February 15, 2006

Survival of the self-appointedly fittest

I found myself reading an article this morning about new cancer drugs and how pharmaceutical companies are pricing a year's worth in the tens of thousands of dollars, even with insurance–effectively pricing out many patients drawing salaries under six figures.
Until now, drug makers have typically defended high prices by noting the cost of developing new medicines. But executives at Genentech and its majority owner, Roche, are now using a separate argument – citing the inherent value of life-sustaining therapies.

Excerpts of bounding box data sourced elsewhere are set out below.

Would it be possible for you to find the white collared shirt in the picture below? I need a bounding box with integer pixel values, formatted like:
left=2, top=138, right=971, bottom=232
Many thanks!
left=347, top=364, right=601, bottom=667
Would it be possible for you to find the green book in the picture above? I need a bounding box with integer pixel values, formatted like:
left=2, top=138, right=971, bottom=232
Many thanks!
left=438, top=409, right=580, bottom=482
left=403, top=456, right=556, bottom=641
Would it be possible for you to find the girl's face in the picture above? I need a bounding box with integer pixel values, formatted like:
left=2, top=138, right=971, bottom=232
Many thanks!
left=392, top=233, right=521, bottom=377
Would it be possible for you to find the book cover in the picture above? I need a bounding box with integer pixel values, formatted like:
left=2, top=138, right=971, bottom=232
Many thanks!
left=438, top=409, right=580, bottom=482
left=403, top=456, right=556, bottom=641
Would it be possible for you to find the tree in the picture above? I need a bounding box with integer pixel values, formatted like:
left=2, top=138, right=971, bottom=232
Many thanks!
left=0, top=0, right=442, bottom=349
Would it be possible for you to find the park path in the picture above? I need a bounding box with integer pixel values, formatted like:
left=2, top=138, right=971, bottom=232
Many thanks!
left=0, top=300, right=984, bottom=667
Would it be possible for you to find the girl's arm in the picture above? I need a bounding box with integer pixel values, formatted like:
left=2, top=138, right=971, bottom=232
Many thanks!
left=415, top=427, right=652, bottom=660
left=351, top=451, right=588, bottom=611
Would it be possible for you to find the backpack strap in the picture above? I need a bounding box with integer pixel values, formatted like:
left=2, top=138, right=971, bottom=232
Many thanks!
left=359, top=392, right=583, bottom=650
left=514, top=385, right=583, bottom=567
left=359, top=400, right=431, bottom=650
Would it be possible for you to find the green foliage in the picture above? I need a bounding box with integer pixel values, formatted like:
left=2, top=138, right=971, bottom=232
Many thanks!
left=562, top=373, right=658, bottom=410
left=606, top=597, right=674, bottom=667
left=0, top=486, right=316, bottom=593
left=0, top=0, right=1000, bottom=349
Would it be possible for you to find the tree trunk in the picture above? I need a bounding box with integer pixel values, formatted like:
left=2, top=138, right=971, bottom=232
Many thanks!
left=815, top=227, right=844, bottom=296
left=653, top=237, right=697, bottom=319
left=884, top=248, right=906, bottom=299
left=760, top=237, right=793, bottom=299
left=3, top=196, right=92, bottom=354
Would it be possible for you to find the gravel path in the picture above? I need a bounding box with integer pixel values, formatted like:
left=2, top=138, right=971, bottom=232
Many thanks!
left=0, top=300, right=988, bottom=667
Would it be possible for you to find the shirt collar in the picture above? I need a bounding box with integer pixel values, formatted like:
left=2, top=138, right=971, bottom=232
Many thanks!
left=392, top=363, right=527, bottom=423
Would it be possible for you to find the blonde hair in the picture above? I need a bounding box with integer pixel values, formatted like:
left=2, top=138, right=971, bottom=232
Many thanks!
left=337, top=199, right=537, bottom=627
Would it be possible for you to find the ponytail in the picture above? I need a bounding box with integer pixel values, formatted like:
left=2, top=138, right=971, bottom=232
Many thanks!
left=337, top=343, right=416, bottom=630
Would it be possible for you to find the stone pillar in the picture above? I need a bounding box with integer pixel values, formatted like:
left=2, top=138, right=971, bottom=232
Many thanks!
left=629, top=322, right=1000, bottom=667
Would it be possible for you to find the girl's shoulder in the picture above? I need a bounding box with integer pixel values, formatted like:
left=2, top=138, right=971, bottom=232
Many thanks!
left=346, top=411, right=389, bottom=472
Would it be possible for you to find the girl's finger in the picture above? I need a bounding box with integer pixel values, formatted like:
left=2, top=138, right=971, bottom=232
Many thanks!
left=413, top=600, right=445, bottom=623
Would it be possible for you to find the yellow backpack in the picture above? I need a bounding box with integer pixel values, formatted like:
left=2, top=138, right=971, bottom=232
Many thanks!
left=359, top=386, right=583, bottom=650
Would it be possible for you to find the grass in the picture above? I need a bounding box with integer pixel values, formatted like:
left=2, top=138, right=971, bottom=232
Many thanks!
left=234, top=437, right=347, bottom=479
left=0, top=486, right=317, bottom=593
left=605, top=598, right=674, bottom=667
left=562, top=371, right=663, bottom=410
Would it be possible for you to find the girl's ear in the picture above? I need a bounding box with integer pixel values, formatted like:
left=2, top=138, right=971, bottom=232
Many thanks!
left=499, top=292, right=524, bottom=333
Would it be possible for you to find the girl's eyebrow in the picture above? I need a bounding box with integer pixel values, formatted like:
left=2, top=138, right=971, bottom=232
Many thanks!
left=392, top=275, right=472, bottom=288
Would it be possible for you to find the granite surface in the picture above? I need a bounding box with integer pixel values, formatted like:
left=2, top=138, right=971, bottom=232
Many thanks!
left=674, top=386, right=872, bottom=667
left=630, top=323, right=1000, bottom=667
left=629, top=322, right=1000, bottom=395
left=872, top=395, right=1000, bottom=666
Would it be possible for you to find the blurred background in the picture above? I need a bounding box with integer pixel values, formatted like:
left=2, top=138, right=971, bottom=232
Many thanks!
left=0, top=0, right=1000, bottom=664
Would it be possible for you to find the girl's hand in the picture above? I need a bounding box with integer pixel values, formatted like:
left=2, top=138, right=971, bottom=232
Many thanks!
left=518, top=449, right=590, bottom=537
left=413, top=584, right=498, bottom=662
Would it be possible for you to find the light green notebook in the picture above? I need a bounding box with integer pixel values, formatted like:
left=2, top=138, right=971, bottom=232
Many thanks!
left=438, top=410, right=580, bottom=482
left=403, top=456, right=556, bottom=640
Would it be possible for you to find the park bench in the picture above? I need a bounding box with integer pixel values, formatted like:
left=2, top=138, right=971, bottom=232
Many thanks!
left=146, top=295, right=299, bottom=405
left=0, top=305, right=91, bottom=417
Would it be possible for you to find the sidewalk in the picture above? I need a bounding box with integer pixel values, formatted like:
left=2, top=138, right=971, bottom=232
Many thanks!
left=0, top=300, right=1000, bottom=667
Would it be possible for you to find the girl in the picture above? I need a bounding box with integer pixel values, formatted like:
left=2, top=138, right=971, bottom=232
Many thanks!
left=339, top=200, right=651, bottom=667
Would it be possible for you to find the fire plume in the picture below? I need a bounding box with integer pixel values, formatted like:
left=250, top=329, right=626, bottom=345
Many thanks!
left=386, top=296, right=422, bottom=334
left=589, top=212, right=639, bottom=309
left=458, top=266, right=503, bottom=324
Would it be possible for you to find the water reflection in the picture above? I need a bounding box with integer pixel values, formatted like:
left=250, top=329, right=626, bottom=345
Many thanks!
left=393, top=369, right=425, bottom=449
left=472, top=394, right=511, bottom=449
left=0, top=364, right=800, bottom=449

If society wants the benefits, they say, it must be ready to spend more for treatments like Avastin and another of the company's cancer drugs, Herceptin, which sells for $40,000 a year.
Well, if the high costs of drugs are now being justified in terms of "life-sustaining" value, why not start custom pricing them based on the value of each particular life they're attempting to sustain?

Instead of trying to use "ownership" to thin out the lazy undesirables by getting them to rightly conclude that trying to survive cancer just isn't a smart use of their health care (and food, and housing and everything else) dollars, this could be the basis for reworking the entire flagging health care system:

The more your life is worth, in terms of financial assets and what I'll call "Whitey capital," meaning you exemplify more of the values held in esteem by the relevant leadership and vocal popular opinion, the more you should pay for its healthy continuance.

If you're white, wealthy, part of a (preferably churchgoing) family and possessed of the preferred reproductive anatomy, you should quite simply be honored and overjoyed to be given the opportunity to invest more in your continued, superior existence.